Dr. Terry Jones is the founder of Jon Software, based in Barcelona. The company’s business is advanced information software. He e-mailed what follows in response to my “Two Threads” post from earlier this morning. It’s smart and worth reading:
Dear John —
There's nothing to object to in those posts - unlike many (almost all) things that are being written. One assumption in the Specht analysis is that people's behavior will be unchanged over time, which does not correspond to what actually happens. By this I mean that the rate of infections can/will drop dramatically as people get serious about isolation. The recent confirmed case counts in China are an example - when you have no one on the streets, at schools, traveling, etc., the numbers go way down, but that doesn't mean the potential of the outbreak has changed (it has an important impact on peak medical demand, as mentioned in the article). So it's not realistic to project into the future as though behavior will be unchanged. This is similar to people's reaction to hearing an R0 number: R0 is defined in terms of how many infections on average could be expected to take place if an infected person went into a totally naive population. The problem of course is that the population is not naive for very long, so the dynamics (and hence infection numbers) change over time. The R0 number is just part of very simplistic (broad-brush) epidemiological modeling. There are many other factors that have huge impact on infected numbers over time (as mentioned above). So while a simplistic doubling analysis will still result in some sort of exponential growth even if its basic parameters are off (as Specht says), if the overall behavior of the population radically changes, an exponential model can be exponentially wrong :-) Some comment could be made about what happens to the virus in the meantime as we try to slow its spread. No one knows the answer to that, only that there are definite (i.e., I mean very specific genetic ways) in which the virus might be able to become worse from the human POV (lab testing, in progress, is needed to assess some of these possibilities - but it's too early to know the possibilities, and they may not be knowable given finite time/resources and what can actually be done in models in the lab). It could also attenuate.
The social aspects of the posts are something that is very often overlooked, so it's good they're mentioned. Although there are very clear differences between SARS-CoV-2 and the 1918 influenza as a virus, there might be quite similar social and economic fallout. I wrote a few comments about this back in the 2009 pandemic: http://blogs.fluidinfo.com/terry/2009/04/30/ok-its-a-pandemic-now-what/.

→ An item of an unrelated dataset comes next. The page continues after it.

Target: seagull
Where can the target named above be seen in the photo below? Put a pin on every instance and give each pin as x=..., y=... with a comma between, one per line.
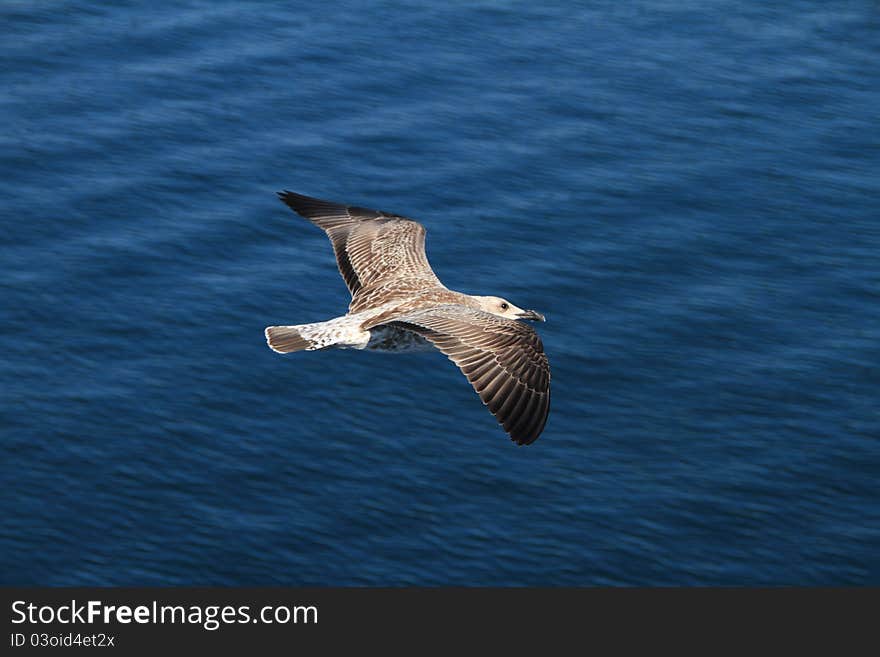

That side of things is hugely overlooked, IMO, including by (some) people who do pandemic preparedness planning who haven't even read the obvious books (I mention a couple of them in that post, and there's also the recent Pale Rider by Laura Spinney). There's lots of chatter online about doubling and growth rates. For light math entertainment, it's possible to instantly calculate that the Specht doubling period of 6 days corresponds to a daily interest/growth rate of 12% using the very simple and also accurate Rule of 72 estimate. I wrote about it at http://blogs.fluidinfo.com/terry/2011/06/20/back-of-the-envelope-calculations-with-the-rule-of-72/ Nothing can double every 6 days for very long.
There are various things that could be said about this particular virus, but I don't want to go there. I would only trust specific things written/said about this virus coming from actual coronavirus researchers who have worked in the lab (and I mean before this current virus - i.e., on SARS or MERS or one of the other human coronaviruses), not virologists in general, not people who only do bioinformatics, etc. Suddenly there are coronavirus experts everywhere. Suffice to say, there is a ton of wholly inaccurate and too-speculative stuff out there. And some truly shocking, hypocritical, opportunistic and even (IMO) criminally negligent behavior, including (unfortunately) in the academic world. Some of it is off-the-charts ugly.